Comment 30 jason wang 2018-09-06 03:00:30 UTC
So it looks like the vring addr is not set correctly before set status. Looks like a driver bug to me.

Sameeh, any idea on this?

Thanks

Comment 32 Sameeh Jubran 2018-09-12 08:53:12 UTC
(In reply to jason wang from comment #30)
> So it looks like the vring addr is not set correctly before set status.
> Looks like a driver bug to me.
> 
> Sameeh, any idea on this?
> 
> Thanks

Hi Jason,

I have taken a look at the driver code and that's what we do:
* We ack all needed features
* We create all queues
* We set DRIVER OK in the status (VIRTIO_CONFIG_S_DRIVER_OK)
* And then we send VIRTIO_NET_CTRL_MQ, VIRTIO_NET_CTRL_MQ_VQ_PAIRS_SET

Comment 33 Sameeh Jubran 2018-09-12 09:04:21 UTC
(In reply to Sameeh Jubran from comment #32)
> (In reply to jason wang from comment #30)
> > So it looks like the vring addr is not set correctly before set status.
> > Looks like a driver bug to me.
> > 
> > Sameeh, any idea on this?
> > 
> > Thanks
> 
> Hi Jason,
> 
> I have taken a look at the driver code and that's what we do:
> * We ack all needed features
> * We create all queues
> * We set DRIVER OK in the status (VIRTIO_CONFIG_S_DRIVER_OK)
> * And then we send VIRTIO_NET_CTRL_MQ, VIRTIO_NET_CTRL_MQ_VQ_PAIRS_SET

Jason do you think this sequence is buggy??

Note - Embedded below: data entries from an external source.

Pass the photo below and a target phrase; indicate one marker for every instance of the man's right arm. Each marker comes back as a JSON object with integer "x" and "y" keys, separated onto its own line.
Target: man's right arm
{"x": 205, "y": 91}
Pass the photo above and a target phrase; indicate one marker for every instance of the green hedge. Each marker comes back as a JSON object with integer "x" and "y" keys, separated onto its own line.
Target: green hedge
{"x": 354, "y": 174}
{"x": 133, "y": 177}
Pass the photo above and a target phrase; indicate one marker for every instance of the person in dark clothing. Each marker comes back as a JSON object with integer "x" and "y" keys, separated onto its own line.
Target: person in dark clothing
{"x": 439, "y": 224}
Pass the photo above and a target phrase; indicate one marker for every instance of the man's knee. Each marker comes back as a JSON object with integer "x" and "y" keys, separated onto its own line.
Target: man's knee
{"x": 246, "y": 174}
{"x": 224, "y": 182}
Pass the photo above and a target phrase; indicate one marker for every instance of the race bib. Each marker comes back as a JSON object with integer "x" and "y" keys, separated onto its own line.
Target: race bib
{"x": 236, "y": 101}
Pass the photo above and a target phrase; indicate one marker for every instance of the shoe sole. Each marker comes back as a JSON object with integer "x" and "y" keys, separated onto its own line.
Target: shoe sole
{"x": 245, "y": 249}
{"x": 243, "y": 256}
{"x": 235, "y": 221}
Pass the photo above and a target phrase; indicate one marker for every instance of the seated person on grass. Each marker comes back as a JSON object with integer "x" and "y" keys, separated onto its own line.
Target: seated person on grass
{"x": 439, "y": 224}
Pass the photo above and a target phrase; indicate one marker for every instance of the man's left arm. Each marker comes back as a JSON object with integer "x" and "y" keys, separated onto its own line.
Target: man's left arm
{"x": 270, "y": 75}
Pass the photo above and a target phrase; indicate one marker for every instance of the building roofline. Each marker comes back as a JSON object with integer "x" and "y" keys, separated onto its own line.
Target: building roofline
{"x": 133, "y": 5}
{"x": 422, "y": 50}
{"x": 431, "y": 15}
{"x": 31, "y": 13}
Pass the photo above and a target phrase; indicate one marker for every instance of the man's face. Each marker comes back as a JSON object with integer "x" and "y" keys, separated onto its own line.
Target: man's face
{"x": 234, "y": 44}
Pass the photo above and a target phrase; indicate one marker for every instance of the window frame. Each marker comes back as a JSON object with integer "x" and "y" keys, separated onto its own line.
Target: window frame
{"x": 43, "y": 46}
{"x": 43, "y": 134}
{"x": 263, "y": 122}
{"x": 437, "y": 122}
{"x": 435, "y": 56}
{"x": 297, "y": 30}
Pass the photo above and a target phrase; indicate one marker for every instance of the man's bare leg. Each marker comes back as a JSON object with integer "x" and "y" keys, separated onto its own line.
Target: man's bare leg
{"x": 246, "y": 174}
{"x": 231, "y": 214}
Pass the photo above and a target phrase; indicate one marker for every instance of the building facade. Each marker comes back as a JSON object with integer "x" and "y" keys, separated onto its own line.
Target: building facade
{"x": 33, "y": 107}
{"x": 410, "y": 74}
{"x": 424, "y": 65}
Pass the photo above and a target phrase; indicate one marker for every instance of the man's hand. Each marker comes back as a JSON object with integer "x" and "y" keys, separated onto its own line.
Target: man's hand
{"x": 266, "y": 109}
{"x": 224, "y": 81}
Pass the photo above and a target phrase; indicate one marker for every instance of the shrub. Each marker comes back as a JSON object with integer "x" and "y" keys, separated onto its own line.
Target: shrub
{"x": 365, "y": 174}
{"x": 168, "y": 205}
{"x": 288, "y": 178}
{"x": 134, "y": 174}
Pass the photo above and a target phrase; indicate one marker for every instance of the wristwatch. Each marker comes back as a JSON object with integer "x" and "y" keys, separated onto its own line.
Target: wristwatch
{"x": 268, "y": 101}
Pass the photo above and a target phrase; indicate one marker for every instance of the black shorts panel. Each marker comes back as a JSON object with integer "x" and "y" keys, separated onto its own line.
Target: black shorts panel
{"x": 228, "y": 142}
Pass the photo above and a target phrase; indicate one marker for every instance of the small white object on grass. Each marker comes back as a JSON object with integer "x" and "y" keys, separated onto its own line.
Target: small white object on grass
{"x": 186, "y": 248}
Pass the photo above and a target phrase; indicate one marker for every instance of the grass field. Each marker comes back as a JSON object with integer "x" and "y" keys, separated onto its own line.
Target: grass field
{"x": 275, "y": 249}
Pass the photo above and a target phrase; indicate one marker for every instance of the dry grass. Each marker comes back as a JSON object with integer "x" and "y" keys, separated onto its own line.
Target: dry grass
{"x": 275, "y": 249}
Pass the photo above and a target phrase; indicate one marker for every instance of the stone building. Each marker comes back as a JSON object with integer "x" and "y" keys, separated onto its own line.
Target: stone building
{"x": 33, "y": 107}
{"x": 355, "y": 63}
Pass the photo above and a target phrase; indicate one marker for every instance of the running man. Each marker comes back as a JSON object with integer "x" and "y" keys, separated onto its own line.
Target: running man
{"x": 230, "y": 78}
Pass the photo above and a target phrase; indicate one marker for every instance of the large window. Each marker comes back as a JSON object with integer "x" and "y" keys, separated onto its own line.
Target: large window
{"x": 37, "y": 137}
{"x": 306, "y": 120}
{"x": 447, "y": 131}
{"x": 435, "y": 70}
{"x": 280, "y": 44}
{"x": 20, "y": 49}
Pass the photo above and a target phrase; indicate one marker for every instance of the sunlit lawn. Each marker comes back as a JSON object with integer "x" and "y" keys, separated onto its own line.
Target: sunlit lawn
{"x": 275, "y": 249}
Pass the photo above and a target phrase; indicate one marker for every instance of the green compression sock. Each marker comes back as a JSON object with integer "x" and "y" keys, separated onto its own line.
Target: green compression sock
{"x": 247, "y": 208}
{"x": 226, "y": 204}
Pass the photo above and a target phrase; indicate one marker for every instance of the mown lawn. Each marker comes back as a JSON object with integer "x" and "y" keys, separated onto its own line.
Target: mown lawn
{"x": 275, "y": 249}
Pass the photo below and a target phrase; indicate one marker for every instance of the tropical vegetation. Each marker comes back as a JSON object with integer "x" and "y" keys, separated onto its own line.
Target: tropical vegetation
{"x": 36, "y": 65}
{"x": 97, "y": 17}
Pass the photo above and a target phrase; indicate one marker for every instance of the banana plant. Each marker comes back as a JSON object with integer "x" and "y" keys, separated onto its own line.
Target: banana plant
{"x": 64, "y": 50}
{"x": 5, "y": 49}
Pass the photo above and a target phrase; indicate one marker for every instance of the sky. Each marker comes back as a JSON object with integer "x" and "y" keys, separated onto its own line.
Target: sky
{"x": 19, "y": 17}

Comment 34 Sameeh Jubran 2018-09-12 09:11:22 UTC
Xiyue,

Can you please provide me with trace log of enabling the driver and disabling it. 

Please find info on how to collect the traces in the following document:

https://github.com/virtio-win/kvm-guest-drivers-windows/blob/master/NetKVM/Documentation/Tracing.md

Thanks!

Comment 35 jason wang 2018-09-12 10:06:46 UTC
(In reply to Sameeh Jubran from comment #33)
> (In reply to Sameeh Jubran from comment #32)
> > (In reply to jason wang from comment #30)
> > > So it looks like the vring addr is not set correctly before set status.
> > > Looks like a driver bug to me.
> > > 
> > > Sameeh, any idea on this?
> > > 
> > > Thanks
> > 
> > Hi Jason,
> > 
> > I have taken a look at the driver code and that's what we do:
> > * We ack all needed features
> > * We create all queues
> > * We set DRIVER OK in the status (VIRTIO_CONFIG_S_DRIVER_OK)
> > * And then we send VIRTIO_NET_CTRL_MQ, VIRTIO_NET_CTRL_MQ_VQ_PAIRS_SET
> 
> Jason do you think this sequence is buggy??

Looks ok, but need to make sure the queue address was set before set status.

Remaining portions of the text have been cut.